Inception (Warner) – Christopher Nolan’s Inception, a caper film that heists dreams instead of treasure, is surely the most cerebral action thriller to become a blockbuster. It’s a genre film that reshuffles the rules and lays them out in a mind-bending pattern. Playing out on multiple planes of dream reality, it’s also another Nolan film to completely reimagine the world of cause and effect. But rather than tell a story, Nolan builds a construct and then plays within that construct. This script is more designed than written, the film constructed as much as directed, and that becomes all the more evident on repeat viewings.
I take a closer look at Inception at Parallax View, review the Roger Corman sets Big Bad Mama / Big Bad Mama II Double Feature (Shout! Factory) and Crazy Mama / The Lady In Red Double Feature (Shout! Factory) on my blog here, leaving Shrek Forever After (Dreamworks) for the good folks at MSN, though I do survey the box set Shrek: The Whole Story (DreamWorks) for MSN. As for the rest, read on…
Cronos (Criterion) – The feature debut of Guillermo del Toro is an alchemic twist on vampire lore and the costs of eternal life. Federico Luppi is a curio shop owner who stumbles upon a clockwork device that looks like some Quay Brothers creation and revives his fading energy while creating a drug-like addiction and a craving for blood. As the old man’s granddaughter plays angel to the devils of his addiction, a Howard Hughes-like millionaire recluse sends a henchman nephew (Ron Perlman) to retrieve the immortality device. Part melodrama, part morality play, part thriller, it’s as much Dorian Gray as Bram Stoker and features a weird, heady alchemic brew of antiquated clockwork mechanism, mutant organisms, demented villains driven by a greed for youth, and one man’s struggle for his soul. Cool, creepy, tempered with a clever gallows humor and anchored by a passion for life and love.
It’s been previously available on DVD, but of course Criterion remasters it from scratch for both DVD and the Blu-ray debut. Features the two commentary tracks from the 2003 DVD release—one by director Guillermo Del Toro (in English) and one by producers Alejandro Springal, Bertha Navarro (in Spanish with optional English subtitles) and Arthur H. Gorson (in English)—and the 5 minute archival interview featurette “Making Cronos With Federico Luppi” (in Spanish with English subtitles) illustrated with behind the scenes footage and film clips, and completes the set with new supplements. In a new interview with Guillermo del Toro, who is both passionate and articulate, he is frank about what he thinks didn’t work in the film (and how he learned from it) and describes his feature debut as his only true “lapsed Catholic movie.” There are also new interviews (circa 2009) with cinematographer Guillermo Navarro and star Ron Perlman (who del Toro subsequently cast in numerous films, including the starring role in the Hellboy features) and “Welcome to Bleak House,” a ten-minute vide tour guided tour through del Toro’s home, his way of introducing us to his influences, the closest thing to letting us into his mind, he explains, plus “Geometria,” a 1987 unreleased short horror film finished by del Toro for this release.

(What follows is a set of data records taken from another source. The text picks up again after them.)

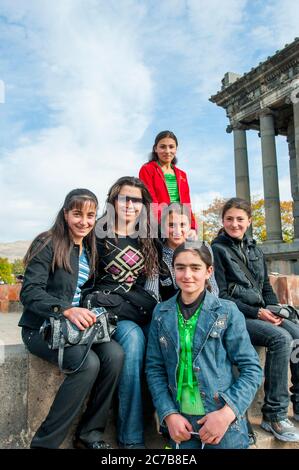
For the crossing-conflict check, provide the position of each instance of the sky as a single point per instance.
(86, 85)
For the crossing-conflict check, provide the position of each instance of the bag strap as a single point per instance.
(97, 326)
(244, 268)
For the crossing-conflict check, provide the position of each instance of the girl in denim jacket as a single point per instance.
(194, 341)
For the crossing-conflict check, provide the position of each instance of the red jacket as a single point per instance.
(152, 176)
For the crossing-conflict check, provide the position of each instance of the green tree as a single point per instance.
(6, 271)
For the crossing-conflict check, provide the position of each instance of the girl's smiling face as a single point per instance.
(236, 222)
(191, 273)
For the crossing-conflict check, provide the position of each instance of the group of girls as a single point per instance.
(191, 343)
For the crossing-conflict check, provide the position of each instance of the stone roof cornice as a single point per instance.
(276, 72)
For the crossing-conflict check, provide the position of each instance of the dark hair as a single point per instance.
(153, 157)
(197, 248)
(147, 244)
(60, 236)
(237, 203)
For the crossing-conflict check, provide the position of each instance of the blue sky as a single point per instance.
(89, 83)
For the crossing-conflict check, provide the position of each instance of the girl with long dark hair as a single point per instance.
(242, 277)
(58, 264)
(128, 255)
(163, 179)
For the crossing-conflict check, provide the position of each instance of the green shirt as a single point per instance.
(188, 388)
(172, 187)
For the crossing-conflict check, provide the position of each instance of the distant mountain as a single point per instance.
(14, 250)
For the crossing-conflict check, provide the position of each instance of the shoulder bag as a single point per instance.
(61, 333)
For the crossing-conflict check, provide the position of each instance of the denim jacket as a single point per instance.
(220, 341)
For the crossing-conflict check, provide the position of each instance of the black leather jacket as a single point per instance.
(231, 279)
(45, 292)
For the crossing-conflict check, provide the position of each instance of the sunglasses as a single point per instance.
(126, 199)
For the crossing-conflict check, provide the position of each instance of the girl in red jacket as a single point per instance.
(165, 182)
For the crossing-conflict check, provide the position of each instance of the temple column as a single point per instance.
(270, 177)
(294, 167)
(241, 163)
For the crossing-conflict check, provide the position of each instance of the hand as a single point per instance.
(81, 317)
(266, 315)
(215, 425)
(178, 427)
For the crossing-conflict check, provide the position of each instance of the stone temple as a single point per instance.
(266, 100)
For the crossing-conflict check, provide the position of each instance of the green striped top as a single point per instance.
(172, 187)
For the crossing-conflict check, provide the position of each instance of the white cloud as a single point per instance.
(102, 73)
(99, 92)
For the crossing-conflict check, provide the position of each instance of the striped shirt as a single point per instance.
(172, 187)
(83, 276)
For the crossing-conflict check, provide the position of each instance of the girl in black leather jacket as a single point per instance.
(252, 293)
(58, 264)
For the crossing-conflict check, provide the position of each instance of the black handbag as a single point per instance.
(61, 333)
(285, 311)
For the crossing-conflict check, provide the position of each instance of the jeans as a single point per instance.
(132, 338)
(236, 437)
(98, 376)
(278, 341)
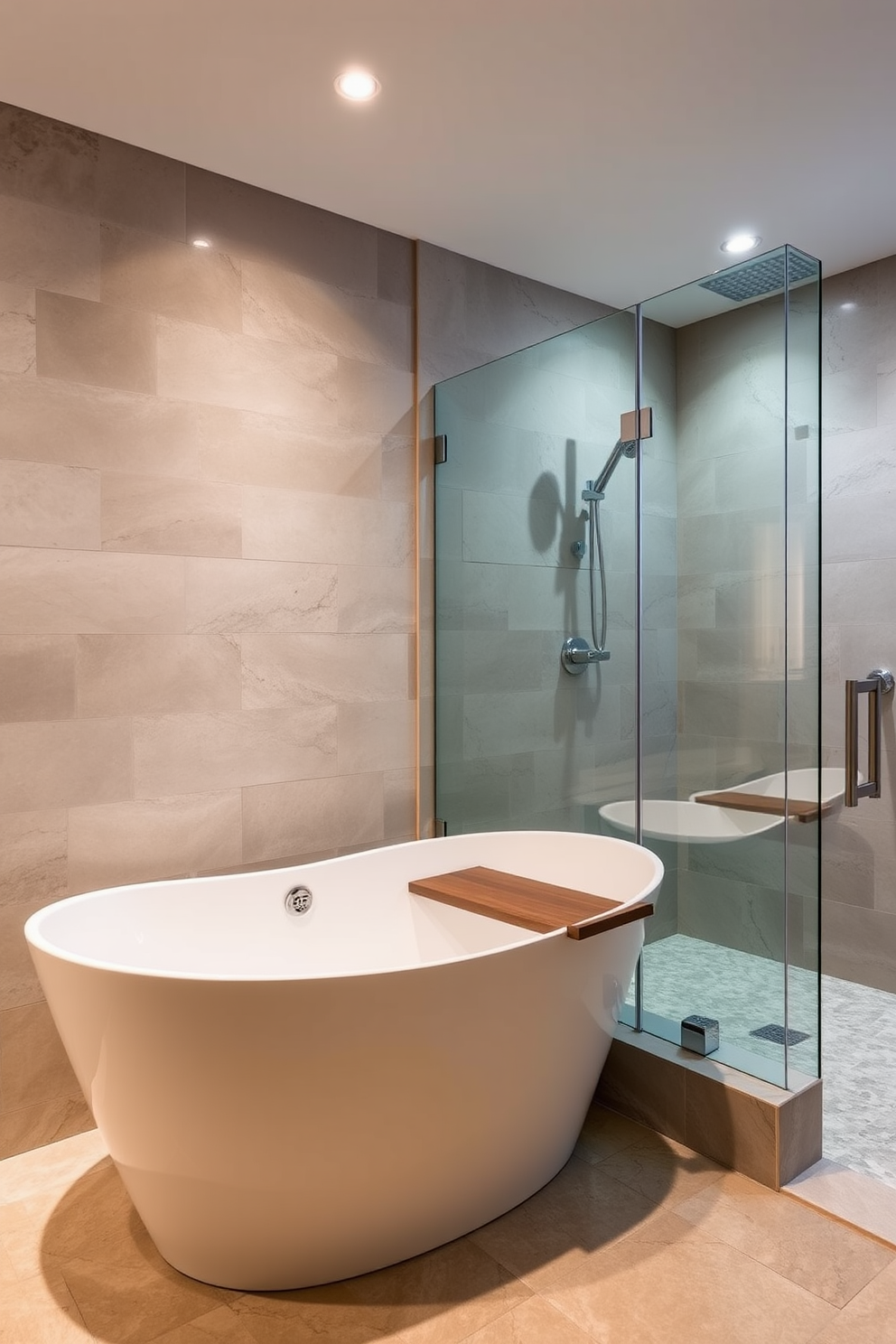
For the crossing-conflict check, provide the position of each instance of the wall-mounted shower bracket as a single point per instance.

Restrepo (Virgil) – Journalist Sebastian Junger and cameraman Tim Hetherington imbed themselves in an American platoon stationed near the Pakistan border of Afghanistan and survey their life during a 15-month deployment. This documentary eschews politics for a portrait of men in war in the modern combat theater, where the tedium is interrupted by sudden attacks from a guerrilla enemy, and the focus is on the soldiers, mostly young American men thrust into alien world where diplomacy with the suspicious local villagers is as central for survival as combat skills. Winner of the Grand Jury Prize for Best Documentary at the 2010 Sundance Film Festival. Features deleted scenes, extended interviews with the soldiers, the creative short “Sleeping Soldiers, updates on the soldiers seen in the film and PSAs.
I also review Stéphane Brizé’s Mademoiselle Chambon (Kino) and the indie SF thriller Hunter Prey (Maya) for MSN, and I reviewed America Lost And Found: The BBS Story (Criterion), which debuts on DVD this week, on the blog last week when it hit Blu-ray.
Also new: Claudio Llosa’s The Milk Of Sorrow (Olive) from Peru, The Year of Getting to Know Us (E One) with Lucy Liu and Sharon Stone, Jaffa (Film Movement), the 1962 Escape From Zahrain (Olive) with Yul Brynner and Sal Mineo, and on the cult side is Disciples Of The 36th Chamber (Vivendi) with Gordon Liu and the giallo The Girl From Cortina (Mya).